In rapporto alle possibili cause, la diarrea può presentare aspetti diversi, ecco perchè è fondamentale osservarne le caratteritiche come colore, consistenza e residui di qualsiasi genere, oltre naturalmente a controllare la frequenza delle scariche e a ricostruire accuratamente la vita del bambino nelle ultime 24-48 ore (alimenti ingeriti, persone e luoghi frequentati, comparsa di febbre, vomito, perdita dell'appetito e così via). Tra le cause più frequenti di diarrea in età pediatrica si possono elencare: somministrazione di antibiotici, eccessi alimentari, intolleranze o allergie a particolari alimenti o sostanze e infezioni in genere.
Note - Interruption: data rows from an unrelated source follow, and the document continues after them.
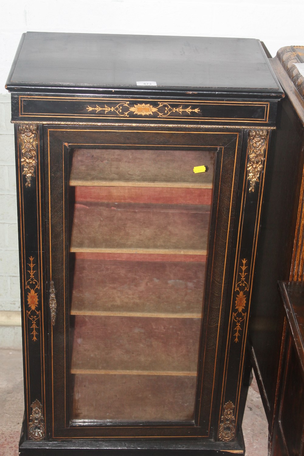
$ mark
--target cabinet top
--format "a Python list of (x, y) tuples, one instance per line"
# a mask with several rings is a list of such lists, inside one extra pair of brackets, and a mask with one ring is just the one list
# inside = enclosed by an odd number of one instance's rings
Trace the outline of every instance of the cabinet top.
[(22, 36), (6, 87), (282, 94), (258, 40), (37, 32)]

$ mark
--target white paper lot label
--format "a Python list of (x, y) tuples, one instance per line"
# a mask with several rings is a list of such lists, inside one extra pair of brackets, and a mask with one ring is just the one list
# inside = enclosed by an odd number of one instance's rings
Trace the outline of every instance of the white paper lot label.
[(137, 81), (137, 85), (157, 85), (155, 81)]

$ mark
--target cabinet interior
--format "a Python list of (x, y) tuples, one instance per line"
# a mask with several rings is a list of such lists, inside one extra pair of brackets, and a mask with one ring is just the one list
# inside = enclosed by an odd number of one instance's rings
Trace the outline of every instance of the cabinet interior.
[(71, 419), (193, 420), (215, 153), (69, 157)]

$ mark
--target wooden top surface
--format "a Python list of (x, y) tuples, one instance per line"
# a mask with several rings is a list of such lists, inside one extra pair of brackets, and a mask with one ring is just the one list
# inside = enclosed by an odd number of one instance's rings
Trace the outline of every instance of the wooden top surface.
[(282, 94), (257, 40), (36, 32), (22, 36), (6, 87)]

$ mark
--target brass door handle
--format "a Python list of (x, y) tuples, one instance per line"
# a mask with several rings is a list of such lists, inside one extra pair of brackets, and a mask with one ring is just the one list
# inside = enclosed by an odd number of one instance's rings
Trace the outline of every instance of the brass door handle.
[(56, 315), (57, 314), (57, 301), (55, 295), (55, 290), (54, 287), (54, 282), (51, 281), (51, 286), (50, 287), (50, 298), (49, 299), (49, 306), (51, 311), (51, 321), (52, 326), (54, 326), (56, 320)]

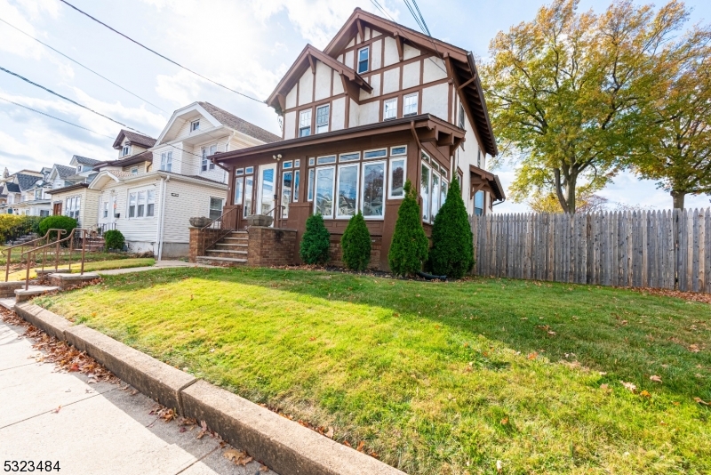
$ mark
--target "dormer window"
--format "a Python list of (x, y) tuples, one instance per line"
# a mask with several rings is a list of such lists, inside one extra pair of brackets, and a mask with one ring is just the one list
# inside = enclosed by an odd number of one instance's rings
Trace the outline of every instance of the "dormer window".
[(370, 48), (358, 50), (358, 74), (368, 71), (368, 59), (370, 57)]

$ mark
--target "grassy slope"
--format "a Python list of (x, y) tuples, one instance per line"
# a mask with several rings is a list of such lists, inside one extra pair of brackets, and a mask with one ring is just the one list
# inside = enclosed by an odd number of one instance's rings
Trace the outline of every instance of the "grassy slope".
[[(132, 267), (148, 267), (156, 264), (156, 260), (152, 257), (148, 258), (128, 258), (128, 259), (115, 259), (111, 261), (92, 261), (84, 262), (84, 272), (94, 272), (96, 270), (108, 270), (109, 269), (130, 269)], [(80, 263), (72, 262), (72, 272), (79, 272)], [(47, 269), (54, 269), (54, 267), (47, 267)], [(66, 267), (65, 267), (66, 269)], [(27, 275), (27, 270), (18, 270), (11, 272), (8, 280), (24, 280)], [(29, 278), (37, 277), (34, 270), (29, 270)]]
[(492, 473), (497, 460), (506, 473), (711, 472), (711, 410), (693, 400), (711, 399), (707, 304), (204, 269), (116, 276), (40, 303), (411, 474)]

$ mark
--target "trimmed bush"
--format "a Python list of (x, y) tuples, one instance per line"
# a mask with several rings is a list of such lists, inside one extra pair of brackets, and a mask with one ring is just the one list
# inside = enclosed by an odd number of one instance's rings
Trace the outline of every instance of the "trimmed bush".
[(472, 229), (456, 178), (435, 217), (429, 262), (434, 274), (453, 278), (461, 278), (474, 266)]
[(104, 244), (107, 250), (116, 249), (116, 251), (123, 251), (124, 245), (126, 240), (124, 238), (124, 234), (118, 229), (110, 229), (104, 233)]
[[(68, 216), (47, 216), (39, 221), (39, 233), (42, 236), (47, 234), (49, 229), (64, 229), (67, 231), (67, 234), (62, 234), (60, 237), (60, 238), (64, 238), (68, 237), (69, 233), (72, 232), (72, 229), (75, 228), (76, 228), (76, 220)], [(51, 238), (55, 239), (57, 237), (55, 233), (52, 233)]]
[(353, 270), (365, 270), (371, 262), (371, 233), (359, 211), (348, 221), (340, 238), (343, 263)]
[(323, 264), (328, 262), (331, 234), (324, 225), (324, 217), (312, 214), (306, 220), (306, 232), (301, 237), (299, 255), (307, 264)]
[(387, 254), (390, 270), (398, 276), (416, 274), (422, 270), (427, 259), (429, 241), (422, 229), (417, 193), (408, 180), (405, 182), (405, 197), (397, 210), (393, 242)]

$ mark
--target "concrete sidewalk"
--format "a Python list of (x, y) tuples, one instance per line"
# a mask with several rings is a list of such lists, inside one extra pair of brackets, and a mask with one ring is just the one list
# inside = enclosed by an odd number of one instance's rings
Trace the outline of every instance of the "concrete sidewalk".
[(151, 415), (156, 404), (140, 393), (36, 363), (22, 333), (0, 321), (0, 463), (59, 461), (62, 475), (276, 475), (228, 461), (229, 446), (197, 439), (198, 428)]

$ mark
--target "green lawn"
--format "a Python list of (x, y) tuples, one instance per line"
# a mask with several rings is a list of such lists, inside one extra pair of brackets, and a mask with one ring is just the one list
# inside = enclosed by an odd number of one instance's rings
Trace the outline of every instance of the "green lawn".
[(411, 474), (499, 460), (503, 473), (711, 473), (711, 407), (694, 400), (711, 400), (705, 303), (264, 269), (115, 276), (36, 302)]
[[(95, 272), (97, 270), (108, 270), (110, 269), (129, 269), (132, 267), (148, 267), (156, 264), (156, 260), (152, 257), (147, 258), (127, 258), (127, 259), (113, 259), (110, 261), (91, 261), (84, 262), (84, 272)], [(72, 262), (72, 272), (78, 273), (80, 271), (80, 263)], [(37, 268), (39, 269), (39, 268)], [(54, 269), (53, 266), (47, 266), (45, 269)], [(61, 270), (60, 268), (60, 270)], [(63, 269), (67, 269), (64, 267)], [(8, 280), (24, 280), (27, 275), (27, 270), (17, 270), (11, 272)], [(29, 278), (37, 277), (34, 269), (29, 270)]]

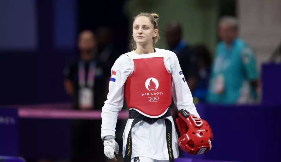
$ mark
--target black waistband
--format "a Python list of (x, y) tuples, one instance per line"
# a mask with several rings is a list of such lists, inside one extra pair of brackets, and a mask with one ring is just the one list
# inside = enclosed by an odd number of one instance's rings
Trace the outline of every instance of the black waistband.
[[(140, 113), (138, 112), (137, 111), (135, 110), (131, 110), (129, 111), (129, 119), (134, 119), (136, 118), (137, 116), (138, 115), (140, 114)], [(165, 113), (162, 117), (168, 117), (171, 116), (171, 108), (168, 108), (168, 110), (167, 112)], [(161, 117), (159, 117), (158, 118), (153, 118), (155, 119), (159, 119)]]
[[(172, 139), (173, 134), (173, 126), (172, 122), (170, 119), (167, 117), (171, 116), (171, 110), (169, 108), (168, 108), (168, 111), (165, 114), (162, 116), (157, 118), (152, 118), (144, 116), (135, 110), (130, 110), (129, 111), (129, 118), (134, 119), (132, 122), (131, 129), (129, 132), (127, 138), (127, 142), (126, 144), (126, 152), (124, 157), (124, 162), (130, 162), (132, 156), (132, 150), (133, 140), (132, 139), (132, 128), (138, 122), (143, 121), (150, 124), (154, 123), (158, 119), (162, 119), (165, 120), (165, 123), (166, 130), (166, 141), (167, 143), (167, 147), (168, 148), (168, 153), (169, 154), (169, 161), (174, 162), (174, 154), (173, 152), (172, 145), (171, 145), (172, 142), (170, 141)], [(157, 139), (156, 139), (157, 140)]]

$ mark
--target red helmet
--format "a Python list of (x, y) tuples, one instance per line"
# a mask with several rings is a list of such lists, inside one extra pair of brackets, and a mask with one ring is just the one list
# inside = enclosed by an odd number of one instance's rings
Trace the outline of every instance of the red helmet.
[(176, 121), (180, 132), (178, 140), (180, 148), (193, 155), (207, 152), (210, 148), (209, 139), (213, 141), (213, 132), (208, 122), (183, 110), (178, 115), (180, 117)]

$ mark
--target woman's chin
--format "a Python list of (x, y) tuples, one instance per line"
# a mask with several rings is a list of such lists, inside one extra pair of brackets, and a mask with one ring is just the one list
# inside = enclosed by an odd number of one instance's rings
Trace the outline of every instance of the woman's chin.
[(141, 39), (137, 40), (136, 42), (139, 44), (145, 44), (147, 43), (147, 41), (146, 41), (145, 40)]

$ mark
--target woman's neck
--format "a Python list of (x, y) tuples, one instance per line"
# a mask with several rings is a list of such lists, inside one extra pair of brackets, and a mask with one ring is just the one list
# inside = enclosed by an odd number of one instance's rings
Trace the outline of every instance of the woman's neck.
[(138, 45), (135, 52), (138, 54), (151, 53), (154, 53), (154, 48), (152, 45)]

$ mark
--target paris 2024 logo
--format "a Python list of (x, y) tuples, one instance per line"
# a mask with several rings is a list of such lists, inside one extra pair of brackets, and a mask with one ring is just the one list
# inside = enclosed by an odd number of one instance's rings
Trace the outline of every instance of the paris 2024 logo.
[(143, 93), (142, 96), (149, 96), (147, 100), (151, 102), (157, 102), (159, 99), (158, 96), (163, 94), (163, 92), (156, 91), (159, 87), (158, 81), (154, 78), (149, 78), (145, 81), (145, 85), (146, 89), (150, 92)]

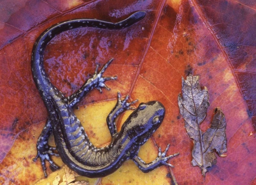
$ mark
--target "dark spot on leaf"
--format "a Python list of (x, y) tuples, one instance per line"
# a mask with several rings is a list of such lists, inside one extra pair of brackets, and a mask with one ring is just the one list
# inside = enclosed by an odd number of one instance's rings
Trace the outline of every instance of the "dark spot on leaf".
[(184, 53), (184, 52), (183, 52), (182, 49), (180, 49), (179, 51), (179, 54), (180, 55), (183, 55)]
[(17, 118), (15, 118), (14, 119), (14, 120), (12, 124), (12, 130), (13, 130), (13, 129), (14, 129), (19, 119)]
[(188, 64), (186, 66), (185, 68), (185, 75), (186, 76), (188, 76), (190, 74), (192, 74), (193, 73), (193, 70), (192, 66), (189, 64)]
[(205, 61), (203, 62), (198, 62), (197, 63), (197, 65), (198, 66), (202, 66), (205, 64), (206, 63), (206, 62)]

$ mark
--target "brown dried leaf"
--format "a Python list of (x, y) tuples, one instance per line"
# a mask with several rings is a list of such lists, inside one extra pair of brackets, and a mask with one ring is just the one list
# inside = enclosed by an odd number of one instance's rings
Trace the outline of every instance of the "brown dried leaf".
[(71, 183), (69, 184), (68, 185), (87, 185), (87, 184), (89, 184), (88, 182), (85, 181), (82, 181)]
[(58, 185), (59, 184), (59, 182), (60, 180), (60, 175), (56, 176), (53, 182), (53, 185)]
[(67, 184), (73, 182), (75, 180), (75, 178), (74, 173), (70, 173), (69, 172), (67, 173), (65, 175), (63, 175), (63, 182), (66, 182)]
[(204, 133), (201, 130), (200, 124), (206, 116), (210, 104), (207, 89), (201, 89), (199, 79), (199, 76), (191, 74), (186, 80), (182, 78), (182, 97), (179, 95), (178, 103), (185, 128), (194, 143), (191, 163), (193, 166), (199, 166), (204, 176), (207, 168), (216, 162), (213, 150), (219, 156), (227, 151), (226, 124), (223, 113), (217, 107), (210, 127)]

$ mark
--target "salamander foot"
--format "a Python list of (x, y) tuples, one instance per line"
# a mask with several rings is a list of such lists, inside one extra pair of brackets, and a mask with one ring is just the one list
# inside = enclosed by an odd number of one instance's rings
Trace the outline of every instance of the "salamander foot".
[(45, 167), (45, 161), (48, 161), (51, 164), (51, 166), (55, 169), (58, 170), (60, 169), (60, 167), (58, 166), (52, 160), (50, 157), (51, 155), (57, 156), (59, 157), (58, 154), (54, 152), (53, 150), (56, 150), (55, 147), (49, 147), (47, 145), (44, 146), (43, 148), (38, 147), (37, 154), (37, 156), (33, 159), (33, 161), (35, 162), (38, 158), (40, 158), (41, 160), (41, 165), (43, 168), (44, 176), (47, 177), (47, 174), (46, 173), (46, 168)]
[(106, 68), (113, 60), (114, 58), (113, 58), (110, 59), (98, 73), (98, 69), (99, 67), (99, 65), (97, 64), (96, 67), (96, 69), (92, 78), (93, 80), (97, 80), (96, 86), (95, 88), (100, 91), (100, 93), (102, 93), (101, 88), (104, 88), (108, 91), (110, 90), (110, 88), (108, 87), (104, 83), (105, 81), (116, 80), (117, 79), (117, 77), (116, 76), (104, 77), (102, 76), (103, 73), (105, 72), (105, 71), (106, 71)]

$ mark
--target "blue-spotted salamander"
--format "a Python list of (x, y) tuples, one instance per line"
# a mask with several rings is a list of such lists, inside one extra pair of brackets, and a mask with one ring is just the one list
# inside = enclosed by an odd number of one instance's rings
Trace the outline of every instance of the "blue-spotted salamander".
[[(98, 72), (97, 65), (94, 75), (85, 82), (82, 87), (71, 96), (66, 97), (50, 81), (43, 65), (43, 54), (48, 43), (57, 35), (75, 28), (93, 27), (103, 29), (117, 30), (127, 28), (145, 17), (144, 11), (137, 12), (126, 19), (113, 24), (97, 19), (75, 19), (58, 24), (43, 32), (35, 42), (31, 57), (33, 77), (39, 93), (48, 113), (46, 125), (37, 145), (38, 153), (34, 159), (41, 159), (45, 176), (45, 163), (48, 161), (56, 169), (59, 167), (51, 159), (51, 155), (59, 156), (70, 169), (81, 175), (90, 178), (103, 177), (109, 175), (119, 168), (126, 160), (132, 159), (143, 172), (147, 172), (162, 165), (173, 167), (167, 163), (171, 157), (179, 154), (166, 156), (168, 144), (162, 152), (159, 149), (158, 157), (149, 163), (146, 163), (138, 156), (140, 146), (152, 136), (161, 124), (165, 116), (163, 105), (157, 101), (141, 103), (136, 109), (131, 107), (137, 101), (128, 103), (129, 96), (123, 99), (120, 93), (115, 107), (108, 116), (106, 121), (112, 137), (111, 143), (104, 148), (97, 148), (89, 140), (80, 121), (73, 111), (73, 108), (93, 89), (102, 92), (102, 88), (110, 90), (104, 83), (116, 76), (103, 77), (102, 75), (113, 60), (108, 62), (101, 70)], [(134, 110), (117, 132), (115, 120), (122, 112), (128, 109)], [(56, 148), (50, 147), (48, 139), (53, 133)], [(54, 152), (56, 149), (58, 154)]]

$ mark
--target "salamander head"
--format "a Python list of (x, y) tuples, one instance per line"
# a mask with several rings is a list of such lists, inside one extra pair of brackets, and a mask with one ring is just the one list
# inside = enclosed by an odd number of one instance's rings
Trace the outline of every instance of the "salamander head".
[(165, 117), (163, 106), (157, 101), (141, 103), (123, 125), (125, 134), (141, 145), (159, 127)]

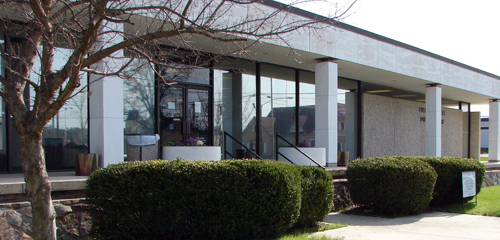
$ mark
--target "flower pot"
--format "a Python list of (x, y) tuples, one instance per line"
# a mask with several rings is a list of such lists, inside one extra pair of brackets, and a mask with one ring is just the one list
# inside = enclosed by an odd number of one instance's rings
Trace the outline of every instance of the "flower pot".
[(220, 160), (220, 146), (165, 146), (162, 147), (162, 159), (174, 160)]
[[(309, 157), (314, 159), (316, 162), (318, 162), (321, 166), (326, 165), (326, 149), (325, 148), (303, 148), (299, 147), (300, 151), (304, 152), (307, 154)], [(290, 161), (297, 165), (302, 165), (302, 166), (317, 166), (314, 162), (309, 160), (306, 156), (304, 156), (302, 153), (297, 151), (295, 148), (292, 147), (281, 147), (279, 148), (279, 152)], [(278, 160), (283, 161), (283, 162), (288, 162), (285, 158), (283, 158), (281, 155), (278, 155)]]

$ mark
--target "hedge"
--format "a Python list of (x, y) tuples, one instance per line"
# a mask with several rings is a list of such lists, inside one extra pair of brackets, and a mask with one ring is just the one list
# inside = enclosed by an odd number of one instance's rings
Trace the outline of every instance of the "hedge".
[(454, 204), (472, 199), (470, 197), (464, 200), (462, 197), (462, 171), (476, 172), (476, 193), (481, 191), (485, 168), (478, 160), (457, 157), (420, 157), (419, 159), (429, 163), (438, 174), (431, 204)]
[(86, 194), (104, 239), (263, 238), (298, 221), (302, 197), (326, 191), (301, 175), (322, 176), (276, 161), (126, 162), (94, 172)]
[(357, 204), (389, 215), (423, 211), (432, 199), (436, 171), (414, 157), (372, 157), (351, 161), (346, 170)]

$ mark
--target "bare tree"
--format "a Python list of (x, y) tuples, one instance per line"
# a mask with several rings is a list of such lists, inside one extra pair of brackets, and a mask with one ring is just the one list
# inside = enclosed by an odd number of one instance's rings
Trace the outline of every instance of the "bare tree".
[[(259, 0), (3, 0), (0, 30), (5, 76), (0, 96), (19, 134), (26, 193), (32, 204), (34, 239), (55, 239), (55, 214), (46, 172), (44, 126), (78, 93), (82, 72), (121, 76), (135, 57), (166, 64), (179, 49), (196, 63), (203, 43), (217, 43), (213, 58), (245, 54), (264, 39), (332, 18), (301, 18), (290, 5), (271, 8)], [(350, 8), (350, 7), (348, 7)], [(346, 10), (348, 9), (346, 8)], [(336, 17), (342, 16), (343, 12)], [(324, 27), (324, 26), (319, 26)], [(286, 41), (284, 41), (286, 42)], [(201, 44), (201, 45), (200, 45)], [(165, 50), (169, 46), (170, 50)], [(56, 47), (71, 49), (54, 67)], [(187, 55), (176, 57), (187, 58)], [(155, 57), (151, 57), (155, 56)], [(40, 70), (34, 71), (36, 59)], [(36, 80), (33, 76), (36, 76)], [(24, 91), (34, 92), (31, 101)]]

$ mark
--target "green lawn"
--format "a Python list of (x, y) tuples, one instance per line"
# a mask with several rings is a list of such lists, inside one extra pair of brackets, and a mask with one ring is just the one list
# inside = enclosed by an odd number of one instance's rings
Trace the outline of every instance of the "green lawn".
[(336, 228), (341, 228), (345, 227), (347, 225), (341, 224), (341, 223), (327, 223), (327, 224), (321, 224), (316, 227), (308, 228), (308, 229), (303, 229), (303, 230), (296, 230), (294, 233), (287, 234), (285, 236), (282, 236), (280, 238), (276, 238), (275, 240), (342, 240), (344, 238), (331, 238), (328, 236), (311, 236), (309, 237), (310, 233), (315, 233), (315, 232), (322, 232), (326, 230), (332, 230)]
[(448, 206), (444, 210), (454, 213), (500, 217), (500, 186), (481, 189), (477, 195), (477, 205), (473, 203), (475, 199), (470, 202), (472, 203), (464, 205), (464, 210), (462, 210), (461, 204)]

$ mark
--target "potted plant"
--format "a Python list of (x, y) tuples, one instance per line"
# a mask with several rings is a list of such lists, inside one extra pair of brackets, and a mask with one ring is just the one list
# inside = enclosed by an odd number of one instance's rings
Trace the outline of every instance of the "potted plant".
[[(326, 149), (323, 147), (311, 147), (306, 140), (300, 142), (297, 145), (297, 148), (303, 153), (307, 154), (307, 156), (314, 159), (321, 166), (326, 166)], [(301, 152), (297, 151), (297, 149), (293, 147), (280, 147), (278, 150), (285, 157), (290, 159), (293, 163), (302, 166), (317, 166), (314, 162), (309, 160), (306, 156), (304, 156)], [(284, 157), (278, 154), (278, 160), (288, 162)]]
[(185, 141), (168, 142), (162, 147), (162, 159), (220, 160), (220, 146), (206, 146), (201, 140), (190, 137)]

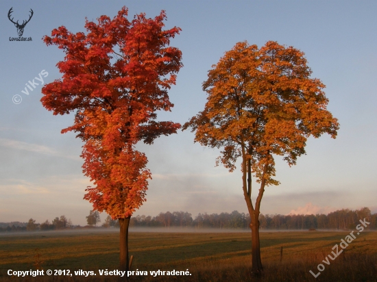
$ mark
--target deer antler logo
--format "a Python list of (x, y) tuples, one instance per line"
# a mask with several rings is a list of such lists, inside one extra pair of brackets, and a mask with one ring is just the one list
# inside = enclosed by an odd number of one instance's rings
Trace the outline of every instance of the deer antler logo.
[(29, 16), (29, 19), (28, 19), (27, 21), (23, 21), (22, 22), (22, 24), (20, 25), (20, 24), (19, 24), (19, 21), (17, 21), (16, 23), (14, 23), (14, 22), (13, 21), (13, 18), (12, 18), (12, 19), (10, 18), (10, 14), (12, 14), (12, 12), (13, 12), (13, 11), (12, 10), (12, 9), (13, 9), (13, 7), (12, 7), (12, 8), (10, 9), (9, 12), (8, 12), (8, 17), (9, 20), (10, 20), (12, 23), (13, 23), (14, 24), (14, 26), (15, 26), (16, 27), (17, 27), (17, 33), (19, 34), (19, 36), (22, 36), (22, 35), (23, 35), (23, 29), (25, 28), (25, 26), (26, 25), (26, 24), (27, 24), (27, 23), (29, 23), (29, 21), (30, 19), (32, 18), (32, 16), (33, 16), (33, 14), (34, 14), (34, 12), (33, 12), (33, 10), (32, 10), (32, 9), (30, 9), (30, 11), (29, 11), (29, 12), (32, 13), (32, 14)]

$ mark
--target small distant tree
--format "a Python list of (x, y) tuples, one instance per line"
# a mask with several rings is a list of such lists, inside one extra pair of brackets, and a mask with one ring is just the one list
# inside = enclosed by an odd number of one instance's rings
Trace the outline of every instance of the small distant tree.
[(55, 226), (51, 225), (48, 220), (46, 220), (46, 221), (40, 225), (40, 228), (42, 231), (53, 230), (55, 229)]
[(98, 211), (90, 211), (89, 215), (86, 216), (86, 222), (88, 225), (90, 226), (96, 226), (98, 222), (100, 222), (101, 218)]
[(105, 222), (102, 225), (103, 227), (105, 228), (109, 228), (109, 227), (114, 227), (114, 225), (115, 225), (115, 223), (117, 222), (117, 220), (113, 220), (111, 218), (111, 216), (108, 216), (108, 217), (105, 219)]
[(36, 223), (36, 220), (33, 218), (30, 218), (26, 226), (26, 230), (28, 231), (34, 231), (38, 227), (38, 224)]
[(71, 218), (69, 218), (66, 222), (66, 227), (69, 228), (72, 228), (73, 225), (72, 225), (72, 220), (71, 220)]

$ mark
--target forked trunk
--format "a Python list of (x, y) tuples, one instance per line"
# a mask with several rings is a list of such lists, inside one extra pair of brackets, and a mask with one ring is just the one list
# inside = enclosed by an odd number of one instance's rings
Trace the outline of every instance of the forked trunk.
[(259, 243), (259, 213), (254, 212), (250, 216), (252, 222), (250, 228), (252, 229), (252, 269), (253, 274), (259, 275), (263, 267), (260, 260), (260, 245)]
[(128, 226), (130, 225), (130, 219), (131, 216), (125, 218), (119, 218), (119, 226), (121, 227), (119, 236), (119, 248), (121, 251), (120, 259), (121, 264), (119, 270), (128, 271)]

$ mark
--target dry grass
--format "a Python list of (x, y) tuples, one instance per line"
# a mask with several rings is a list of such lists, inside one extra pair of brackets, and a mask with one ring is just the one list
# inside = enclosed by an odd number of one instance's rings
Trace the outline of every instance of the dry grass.
[[(250, 274), (250, 234), (131, 233), (132, 270), (186, 270), (189, 277), (133, 277), (134, 281), (376, 281), (377, 233), (363, 232), (315, 279), (317, 266), (344, 238), (342, 232), (261, 233), (261, 277)], [(116, 281), (98, 269), (117, 269), (117, 233), (45, 233), (0, 236), (0, 279), (8, 269), (93, 270), (96, 277), (28, 277), (24, 281)], [(280, 259), (283, 247), (282, 261)], [(322, 263), (323, 264), (323, 263)]]

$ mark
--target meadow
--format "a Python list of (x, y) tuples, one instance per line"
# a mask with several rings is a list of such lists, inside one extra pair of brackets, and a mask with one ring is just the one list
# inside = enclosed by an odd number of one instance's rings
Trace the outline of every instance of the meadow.
[[(330, 265), (322, 262), (349, 232), (261, 232), (260, 277), (250, 274), (250, 232), (130, 232), (134, 281), (376, 281), (377, 232), (364, 231)], [(280, 257), (282, 247), (282, 257)], [(280, 261), (281, 259), (281, 261)], [(0, 235), (0, 279), (13, 281), (117, 281), (99, 276), (98, 270), (113, 270), (119, 264), (119, 233), (35, 232)], [(319, 264), (325, 270), (315, 279)], [(96, 276), (10, 277), (7, 271), (83, 270)], [(191, 276), (149, 275), (151, 270), (188, 270)]]

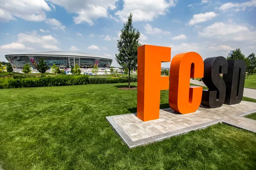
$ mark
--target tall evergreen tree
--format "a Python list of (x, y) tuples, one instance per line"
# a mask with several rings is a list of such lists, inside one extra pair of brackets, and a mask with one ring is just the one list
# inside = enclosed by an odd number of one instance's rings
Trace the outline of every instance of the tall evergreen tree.
[(41, 58), (39, 60), (38, 64), (36, 66), (36, 69), (43, 75), (49, 68), (49, 67), (47, 65), (46, 62), (44, 61), (44, 58)]
[(7, 72), (9, 72), (9, 74), (11, 73), (12, 71), (13, 71), (13, 69), (12, 68), (12, 66), (10, 63), (8, 63), (7, 65)]
[(25, 65), (23, 67), (22, 72), (26, 73), (27, 74), (28, 74), (29, 73), (31, 72), (31, 70), (30, 70), (30, 66), (28, 63), (25, 64)]
[(121, 30), (120, 40), (117, 40), (116, 46), (119, 53), (116, 54), (117, 63), (122, 67), (128, 69), (128, 87), (130, 88), (131, 70), (135, 67), (137, 63), (137, 51), (141, 45), (139, 43), (140, 33), (134, 28), (132, 24), (132, 14), (130, 14), (128, 20), (124, 24)]

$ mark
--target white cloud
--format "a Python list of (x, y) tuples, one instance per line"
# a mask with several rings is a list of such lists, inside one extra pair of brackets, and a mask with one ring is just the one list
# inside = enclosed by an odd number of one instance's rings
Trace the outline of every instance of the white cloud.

Il principale rischio della diarrea, tanto più importante quanto più il bambino è piccolo, è la disidratazione, dovuta all'improvvisa e notevole perdita di liquidi e sali minerali. E' quindi fondamentale osservare costantemente la cute e le mucose del bambino, che in tal caso diventano secche e pallide (nel bambino disidratato compare anche la febbre).
Occorre poi tenere sotto controllo il numero e il volume delle scariche e valutare lo stato di benessere generale del bambino, prestando attenzione ad esempio alla comparsa di vomito, crampi addominali, febbre o se il bambino non urina per oltre 8 ore.
La mancanza di appetito, invece, non deve preoccupare sia perchè è un sintomo il più delle volte correlato al disagio psicofisico avvertito dal bambino sia perchè la stessa rialimentazione dev'essere praticata con cautela e soprattutto gradualità.
Il consulto del pediatra è sempre opportuno se il bambino ha meno di sei mesi, a maggior ragione se la diarrea è accompagnata da febbre e/o da vomito.

Qui i primi provvedimenti da poter adottare:

 
  • Se il bambino è allattato esclusivamente al seno attaccarlo più spesso, se invece è allattato artificialmente il pediatra potrà eventualmente suggerire una formula specifica per la diarrea e/o soluzioni reidratanti.
  • Non forzarlo all'alimentazione e, quando dimostra nuovamente appetito, mantenere una dieta il più possibile elementare (per esempio, nel bambino che ha ultimato lo svezzamento, carne bianca o pesce cotti al vapore, riso o pastina con olio, brodo di carne)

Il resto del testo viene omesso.